Nie śledziłem dzisiejszej (poniedziałek 22 X AD 2012) konferencji smoleńskiej. Acz już samymi zapowiedziami byłem poruszony. I nie przypuszczam, iżby nie byli też poruszeni oraz zwarci tudzież gotowi - dziennikarze mediów centralnych. Wiedzieli, dobrze wiedzieli, co sie święci, a co za tym idzie - niektórzy z góry musieli podjąc decyzję, co napiszą - w zależności od tego, jakie słowa na konferencji padną.
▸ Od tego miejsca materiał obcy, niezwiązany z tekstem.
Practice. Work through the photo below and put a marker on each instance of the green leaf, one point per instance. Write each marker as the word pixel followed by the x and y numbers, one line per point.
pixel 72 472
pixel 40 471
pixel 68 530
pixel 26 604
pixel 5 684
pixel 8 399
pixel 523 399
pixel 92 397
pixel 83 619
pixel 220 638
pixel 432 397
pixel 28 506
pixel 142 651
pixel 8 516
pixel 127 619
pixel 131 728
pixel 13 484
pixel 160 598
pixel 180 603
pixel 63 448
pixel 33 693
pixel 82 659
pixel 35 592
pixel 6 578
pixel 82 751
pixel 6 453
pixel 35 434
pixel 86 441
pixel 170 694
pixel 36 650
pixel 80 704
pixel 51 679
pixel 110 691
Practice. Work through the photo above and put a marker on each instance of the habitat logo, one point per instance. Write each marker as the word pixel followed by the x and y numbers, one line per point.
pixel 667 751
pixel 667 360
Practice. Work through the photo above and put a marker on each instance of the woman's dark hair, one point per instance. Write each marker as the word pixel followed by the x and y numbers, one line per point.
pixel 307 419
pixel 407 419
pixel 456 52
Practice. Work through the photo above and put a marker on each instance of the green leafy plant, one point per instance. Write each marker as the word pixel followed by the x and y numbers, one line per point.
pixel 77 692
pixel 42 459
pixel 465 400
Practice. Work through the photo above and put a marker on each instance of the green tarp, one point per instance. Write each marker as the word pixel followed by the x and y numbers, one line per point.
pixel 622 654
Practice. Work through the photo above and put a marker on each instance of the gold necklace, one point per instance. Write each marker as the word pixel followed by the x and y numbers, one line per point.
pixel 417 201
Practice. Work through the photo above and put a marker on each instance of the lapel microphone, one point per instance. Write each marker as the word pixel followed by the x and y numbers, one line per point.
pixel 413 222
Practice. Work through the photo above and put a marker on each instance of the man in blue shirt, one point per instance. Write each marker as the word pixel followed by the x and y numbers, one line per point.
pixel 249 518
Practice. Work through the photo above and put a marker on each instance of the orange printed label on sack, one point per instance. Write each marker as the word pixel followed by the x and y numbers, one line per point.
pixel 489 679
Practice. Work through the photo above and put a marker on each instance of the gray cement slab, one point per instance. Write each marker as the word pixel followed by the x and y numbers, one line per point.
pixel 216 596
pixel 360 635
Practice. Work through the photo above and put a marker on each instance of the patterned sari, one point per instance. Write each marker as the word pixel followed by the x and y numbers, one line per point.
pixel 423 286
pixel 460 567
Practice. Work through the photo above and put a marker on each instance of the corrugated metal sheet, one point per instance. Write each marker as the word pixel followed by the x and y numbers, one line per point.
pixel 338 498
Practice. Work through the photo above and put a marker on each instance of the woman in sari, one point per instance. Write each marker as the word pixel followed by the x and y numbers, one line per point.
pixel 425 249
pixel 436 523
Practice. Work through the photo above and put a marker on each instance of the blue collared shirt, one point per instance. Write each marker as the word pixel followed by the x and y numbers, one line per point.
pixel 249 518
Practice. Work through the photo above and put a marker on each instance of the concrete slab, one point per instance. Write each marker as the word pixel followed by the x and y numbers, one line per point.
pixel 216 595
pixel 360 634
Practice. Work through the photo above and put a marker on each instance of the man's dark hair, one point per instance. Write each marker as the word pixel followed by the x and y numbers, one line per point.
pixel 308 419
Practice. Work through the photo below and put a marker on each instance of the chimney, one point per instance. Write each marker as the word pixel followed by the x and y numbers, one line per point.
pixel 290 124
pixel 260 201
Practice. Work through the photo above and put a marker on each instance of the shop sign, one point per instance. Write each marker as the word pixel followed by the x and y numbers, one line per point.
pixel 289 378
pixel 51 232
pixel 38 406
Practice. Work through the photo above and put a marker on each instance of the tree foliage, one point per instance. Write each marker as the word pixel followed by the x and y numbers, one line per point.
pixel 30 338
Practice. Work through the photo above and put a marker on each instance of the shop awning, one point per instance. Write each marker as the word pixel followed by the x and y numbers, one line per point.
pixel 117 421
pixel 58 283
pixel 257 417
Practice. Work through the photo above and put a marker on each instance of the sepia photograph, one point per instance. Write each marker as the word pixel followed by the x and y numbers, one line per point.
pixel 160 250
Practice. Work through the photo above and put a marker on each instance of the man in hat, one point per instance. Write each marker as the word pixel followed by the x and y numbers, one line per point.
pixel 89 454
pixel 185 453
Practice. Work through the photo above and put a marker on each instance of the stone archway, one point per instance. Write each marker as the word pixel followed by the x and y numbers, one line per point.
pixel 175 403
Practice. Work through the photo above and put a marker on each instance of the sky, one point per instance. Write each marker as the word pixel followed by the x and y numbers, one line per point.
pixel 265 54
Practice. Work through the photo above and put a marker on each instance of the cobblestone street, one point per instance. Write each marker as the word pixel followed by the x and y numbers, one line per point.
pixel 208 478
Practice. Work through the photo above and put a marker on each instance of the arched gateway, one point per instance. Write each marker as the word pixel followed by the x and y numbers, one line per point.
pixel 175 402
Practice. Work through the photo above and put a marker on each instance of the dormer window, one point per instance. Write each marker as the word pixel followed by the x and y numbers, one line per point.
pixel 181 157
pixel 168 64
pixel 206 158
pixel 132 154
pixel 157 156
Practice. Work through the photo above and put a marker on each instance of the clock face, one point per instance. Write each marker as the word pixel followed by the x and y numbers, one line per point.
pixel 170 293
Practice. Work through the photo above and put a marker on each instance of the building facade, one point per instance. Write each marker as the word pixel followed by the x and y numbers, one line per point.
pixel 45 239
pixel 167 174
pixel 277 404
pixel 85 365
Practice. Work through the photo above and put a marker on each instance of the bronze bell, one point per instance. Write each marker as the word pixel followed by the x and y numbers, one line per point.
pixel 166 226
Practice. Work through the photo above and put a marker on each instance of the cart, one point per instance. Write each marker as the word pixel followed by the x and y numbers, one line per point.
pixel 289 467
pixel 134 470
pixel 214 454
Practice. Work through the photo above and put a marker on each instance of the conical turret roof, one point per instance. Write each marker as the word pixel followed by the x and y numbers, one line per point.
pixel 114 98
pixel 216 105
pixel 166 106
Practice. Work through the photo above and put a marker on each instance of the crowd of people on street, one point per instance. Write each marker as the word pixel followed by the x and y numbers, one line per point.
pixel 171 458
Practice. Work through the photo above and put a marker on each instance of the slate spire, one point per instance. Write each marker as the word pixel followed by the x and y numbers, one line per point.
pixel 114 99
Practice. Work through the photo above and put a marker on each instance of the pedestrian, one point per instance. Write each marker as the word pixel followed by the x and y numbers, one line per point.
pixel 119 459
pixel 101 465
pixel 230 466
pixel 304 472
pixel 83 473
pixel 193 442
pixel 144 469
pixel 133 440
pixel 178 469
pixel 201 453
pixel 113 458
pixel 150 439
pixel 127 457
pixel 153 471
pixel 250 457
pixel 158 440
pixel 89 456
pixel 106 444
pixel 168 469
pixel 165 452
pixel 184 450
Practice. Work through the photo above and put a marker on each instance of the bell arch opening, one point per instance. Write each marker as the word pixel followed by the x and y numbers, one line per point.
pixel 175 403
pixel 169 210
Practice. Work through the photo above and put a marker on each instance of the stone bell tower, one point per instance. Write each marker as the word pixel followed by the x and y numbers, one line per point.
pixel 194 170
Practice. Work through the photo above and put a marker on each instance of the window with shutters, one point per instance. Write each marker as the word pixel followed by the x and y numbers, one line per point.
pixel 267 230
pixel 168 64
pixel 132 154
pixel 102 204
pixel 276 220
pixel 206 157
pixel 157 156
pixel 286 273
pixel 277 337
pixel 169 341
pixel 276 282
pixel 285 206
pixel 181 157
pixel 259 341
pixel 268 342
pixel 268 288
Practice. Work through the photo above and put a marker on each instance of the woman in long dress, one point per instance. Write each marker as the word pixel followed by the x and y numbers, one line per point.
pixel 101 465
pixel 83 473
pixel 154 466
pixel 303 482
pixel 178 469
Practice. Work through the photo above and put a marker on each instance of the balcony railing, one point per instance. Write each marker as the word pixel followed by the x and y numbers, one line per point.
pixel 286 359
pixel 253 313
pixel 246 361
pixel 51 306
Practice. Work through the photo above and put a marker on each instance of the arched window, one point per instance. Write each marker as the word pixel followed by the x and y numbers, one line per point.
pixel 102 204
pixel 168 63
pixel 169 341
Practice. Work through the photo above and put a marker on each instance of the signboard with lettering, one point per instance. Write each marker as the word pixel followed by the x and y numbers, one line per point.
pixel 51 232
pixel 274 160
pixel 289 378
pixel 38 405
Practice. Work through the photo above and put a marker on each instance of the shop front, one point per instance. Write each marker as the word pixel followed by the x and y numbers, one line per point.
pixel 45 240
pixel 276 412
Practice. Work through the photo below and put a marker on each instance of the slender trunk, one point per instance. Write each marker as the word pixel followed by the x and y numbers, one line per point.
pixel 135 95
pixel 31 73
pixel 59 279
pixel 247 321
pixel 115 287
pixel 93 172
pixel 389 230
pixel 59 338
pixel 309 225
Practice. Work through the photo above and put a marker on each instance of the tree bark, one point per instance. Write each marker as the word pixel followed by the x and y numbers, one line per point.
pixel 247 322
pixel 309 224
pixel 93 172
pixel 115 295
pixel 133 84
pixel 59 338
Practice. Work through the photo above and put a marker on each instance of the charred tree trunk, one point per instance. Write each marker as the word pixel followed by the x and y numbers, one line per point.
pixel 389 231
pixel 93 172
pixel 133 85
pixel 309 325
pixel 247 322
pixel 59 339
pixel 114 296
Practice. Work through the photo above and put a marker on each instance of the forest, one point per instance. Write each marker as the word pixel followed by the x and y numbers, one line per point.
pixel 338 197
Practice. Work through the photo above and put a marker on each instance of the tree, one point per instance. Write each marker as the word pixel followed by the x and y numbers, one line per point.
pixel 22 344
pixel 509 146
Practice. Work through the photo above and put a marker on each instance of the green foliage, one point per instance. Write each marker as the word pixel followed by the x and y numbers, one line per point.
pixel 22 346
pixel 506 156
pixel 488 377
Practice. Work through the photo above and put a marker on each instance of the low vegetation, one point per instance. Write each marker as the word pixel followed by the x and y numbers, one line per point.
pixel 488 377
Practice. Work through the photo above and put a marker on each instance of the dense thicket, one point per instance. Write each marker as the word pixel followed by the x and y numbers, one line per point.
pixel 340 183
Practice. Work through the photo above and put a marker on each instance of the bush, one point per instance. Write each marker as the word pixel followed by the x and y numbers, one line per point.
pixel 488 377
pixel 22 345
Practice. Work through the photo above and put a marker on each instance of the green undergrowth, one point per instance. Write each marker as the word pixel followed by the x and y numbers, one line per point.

Przed mniej więcej czterema godzinami zerknąłem winternet. Zerknięcie było zaiste mocne.
Padły słowa, które świadczą, że co jak co, ale GazWybor & consortes będą musieli odłożyć do lamusa tezę o jakichś kilku prawackich oszołomach głoszących mit zamachu. Mamy do czynienia z konferencją, na której iluś naukowców z iluś uczelni wygłosiło otwarcie i wielokrotnie opinię, iż przyczyną "katastrofy" był wybuch. Ergo - iż raczej na pewno nastąpił zamach. Na raportach Millera i MAKu nie pozostawiono suchej nitki.
Wobec takiej sensacji Rzepa zamieściła dużą, obszerną notkę widoczną na jej stronie głównej na pozycji nr 1. Bez komentarzy - na cóz tu komentarze? - ale z naprawdę obfitym streszczeniem (zwłaszcza jak na doniesienie z ostatniej chwili).
GazWybor zaś milczy milczeniem porażającym milczeniem. Patrz zdjęcie.
A przecieżGazWybor jest zawsze pierwsza w niusach. Zamieszcza je zazwyczaj szybciej niż Rzepa. GazWybor śledzi wszystko i nie jest jej wszystko jedno.
Zatem, więc, ah, oho - co? Czyżby jednak zaskoczenie? Niemozliwe. GazWybor powinna już dawno wiedzieć, co napisać, a na pewno wiedzieć to szybciej, niż Rzepa.
Z tego wynika - iż zdecydowała się nie pisać. Chce zbyć? Czeka, czy da sie to wszystko znowu jakoś zbyć? Oczekuje na reakcje zewnętrzne?
Odnotujmy więc pracowicie w pamięci to symptomatyczne milczenie. Jest ciekawe.